Bring WSFC Cluster Online and Perform Always On Availability Group Failover to Disaster Recovery Site

By:   |   Updated: 2023-04-10   |   Comments (4)   |   Related: > Availability Groups


Problem

I have a two-node Failover Cluster Instance (FCI) running in the Primary data center and a DR node running in the DR data center. The primary site is completely down due to a storage failure, all the nodes running on the primary site are inaccessible, and the Always On Availability group on the DR replica is in resolving status. What are the steps to resolve this?

Solution

Technical professionals are well aware of the importance of creating and implementing a disaster recovery site. However, I believe they feel true happiness and the importance of a disaster recovery setup when they are involved in an actual disaster with the Primary site completely down and unavailable.

Real World Scenario

This scenario happened to me recently with one of my clients where I was providing SQL Server database administration services. The problem started when all the applications suddenly stopped working due to a storage failure, and unfortunately, all the primary servers were hosted on that storage.

Initially, the problem seemed insignificant, and the employees expected that routine operations would resume shortly. But the actual chaos started when senior management realized that multiple disks failed simultaneously and that their recovery would take longer than the agreed SLA with the storage vendor.

In short, after a few hours of storage failure and no sign of quick storage recovery from the storage vendor, management decided to move only critical applications and databases to the DR site. That's where we jumped into action.

This tip will discuss all the issues we faced, including the steps to make the DR failover activity successful.

I will not share the environment setup as I need to protect my client, and all server names have been changed throughout this tip. However, the picture below depicts the status of the SQL Server environment for one of the applications after the disaster.
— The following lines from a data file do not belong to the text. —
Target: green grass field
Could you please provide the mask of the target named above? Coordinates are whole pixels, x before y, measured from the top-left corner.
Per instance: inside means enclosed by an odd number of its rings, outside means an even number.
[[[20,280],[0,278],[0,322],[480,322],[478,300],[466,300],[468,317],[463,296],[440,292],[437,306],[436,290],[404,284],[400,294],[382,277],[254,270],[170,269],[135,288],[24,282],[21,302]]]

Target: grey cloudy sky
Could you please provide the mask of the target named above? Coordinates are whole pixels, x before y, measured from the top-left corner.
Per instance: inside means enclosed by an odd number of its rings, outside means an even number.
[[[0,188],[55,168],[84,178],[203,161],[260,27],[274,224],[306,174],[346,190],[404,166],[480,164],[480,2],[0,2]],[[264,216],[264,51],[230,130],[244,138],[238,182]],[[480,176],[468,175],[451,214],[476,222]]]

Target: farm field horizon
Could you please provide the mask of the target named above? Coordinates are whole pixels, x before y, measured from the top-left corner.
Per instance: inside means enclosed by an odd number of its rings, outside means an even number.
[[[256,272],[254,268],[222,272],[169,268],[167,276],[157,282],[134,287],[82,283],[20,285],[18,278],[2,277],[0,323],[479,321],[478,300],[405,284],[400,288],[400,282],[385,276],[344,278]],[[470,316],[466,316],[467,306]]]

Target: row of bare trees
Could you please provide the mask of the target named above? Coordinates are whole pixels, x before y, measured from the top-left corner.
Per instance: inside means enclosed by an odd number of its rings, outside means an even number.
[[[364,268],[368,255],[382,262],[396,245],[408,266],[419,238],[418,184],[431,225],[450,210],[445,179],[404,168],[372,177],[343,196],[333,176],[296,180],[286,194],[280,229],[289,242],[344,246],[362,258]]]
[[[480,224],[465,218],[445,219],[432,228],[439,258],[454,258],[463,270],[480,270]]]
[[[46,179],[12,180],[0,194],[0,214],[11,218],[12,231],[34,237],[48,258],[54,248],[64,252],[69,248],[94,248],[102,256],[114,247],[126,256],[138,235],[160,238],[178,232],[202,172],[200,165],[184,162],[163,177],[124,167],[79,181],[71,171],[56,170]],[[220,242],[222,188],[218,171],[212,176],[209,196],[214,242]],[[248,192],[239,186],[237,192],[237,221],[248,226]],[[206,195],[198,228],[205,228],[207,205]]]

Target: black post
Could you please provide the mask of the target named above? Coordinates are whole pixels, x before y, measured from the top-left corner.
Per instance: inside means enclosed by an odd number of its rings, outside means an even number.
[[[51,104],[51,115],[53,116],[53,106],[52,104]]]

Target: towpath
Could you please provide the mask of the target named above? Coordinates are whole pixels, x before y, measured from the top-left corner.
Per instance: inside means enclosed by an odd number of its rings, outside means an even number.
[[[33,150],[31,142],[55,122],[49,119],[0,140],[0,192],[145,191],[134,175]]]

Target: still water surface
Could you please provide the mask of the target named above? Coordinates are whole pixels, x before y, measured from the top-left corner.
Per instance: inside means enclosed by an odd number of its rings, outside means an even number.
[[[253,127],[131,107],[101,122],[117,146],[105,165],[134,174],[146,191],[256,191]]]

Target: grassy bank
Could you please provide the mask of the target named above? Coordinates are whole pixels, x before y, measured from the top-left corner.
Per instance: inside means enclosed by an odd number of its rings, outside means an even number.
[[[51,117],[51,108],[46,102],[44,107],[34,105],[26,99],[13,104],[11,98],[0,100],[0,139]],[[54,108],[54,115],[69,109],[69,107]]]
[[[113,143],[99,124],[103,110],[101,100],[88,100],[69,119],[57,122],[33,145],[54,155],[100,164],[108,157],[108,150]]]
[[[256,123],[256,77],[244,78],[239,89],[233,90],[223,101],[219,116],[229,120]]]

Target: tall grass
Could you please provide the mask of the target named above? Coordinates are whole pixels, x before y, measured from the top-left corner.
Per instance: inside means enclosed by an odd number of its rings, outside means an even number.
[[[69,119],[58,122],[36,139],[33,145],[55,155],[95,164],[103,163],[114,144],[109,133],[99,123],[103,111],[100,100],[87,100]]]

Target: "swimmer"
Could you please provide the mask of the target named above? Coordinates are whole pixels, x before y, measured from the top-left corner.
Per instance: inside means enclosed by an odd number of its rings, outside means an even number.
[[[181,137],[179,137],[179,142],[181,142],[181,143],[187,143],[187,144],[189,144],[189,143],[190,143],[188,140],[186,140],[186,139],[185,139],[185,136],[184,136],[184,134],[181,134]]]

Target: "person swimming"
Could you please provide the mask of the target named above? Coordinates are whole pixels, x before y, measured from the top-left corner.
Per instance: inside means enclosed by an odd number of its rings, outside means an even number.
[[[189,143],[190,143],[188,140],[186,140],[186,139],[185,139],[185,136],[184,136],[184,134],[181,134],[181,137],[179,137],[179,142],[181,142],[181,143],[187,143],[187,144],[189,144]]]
SQL Server Always ON in resolving state

For more clarity, the details of the SQL Server environment are mentioned below, along with the status:

Description Name Status
Windows Server Failover Cluster (WSFC) PSQLCLUS01 Down – Not Connecting
Primary Node 1 PSQLNODE1 Down
Primary Node 2 PSQLNODE2 Down
DR Node DRSQLNODE1 UP
Disk Witness Quorum disk Down – Not accessible
Listener role PSQL-LSN Down
Availability Group AG Resolving
Primary Instance (SQL Cluster network name) PSQLCLU Down
DR Instance DRSQLNODE1 UP
Operating System Windows 2016 Server
SQL Server version 2017

Major Steps Performed to Bring WSFC Online and Fix AG Resolving Status

The significant steps performed during this disaster recovery to bring the database up and running and make it accessible to the application are mentioned below.

  1. Remotely connect to DR Replica, and access the SQL Server database.
  2. Attempt to failover the Availability group to DR.
  3. Bring the WSFC up and accessible.
  4. Remove disk witness from the cluster configuration.
  5. From the DR replica, attempt to failover the Availability group to the DR replica.

Step 1: Connect to DR Replica and DR Instance

Since our DR node was in a separate data center, this disaster did not affect its storage. Therefore, we were able to access the DR Server. We remotely connected to the DR Server and then connected to the SQL Server DR instance (DRSQLNODE1) using SQL Server Management Studio (SSMS). The primary site was completely down, bringing the availability group to a resolving state, as shown below.

SSMS

Step 2: Attempt to Failover the AG to the DR Replica

Once connected to the DR instance, we tried to perform AG failover (with data loss) to the DR replica DRSQLNODE1 (this procedure is mentioned in Step 5), but it failed with the following error:

SSMS Error

The reason for the failure of AG failover, and the above error, was that the Windows Server Failover Cluster (WSFC) was not accessible.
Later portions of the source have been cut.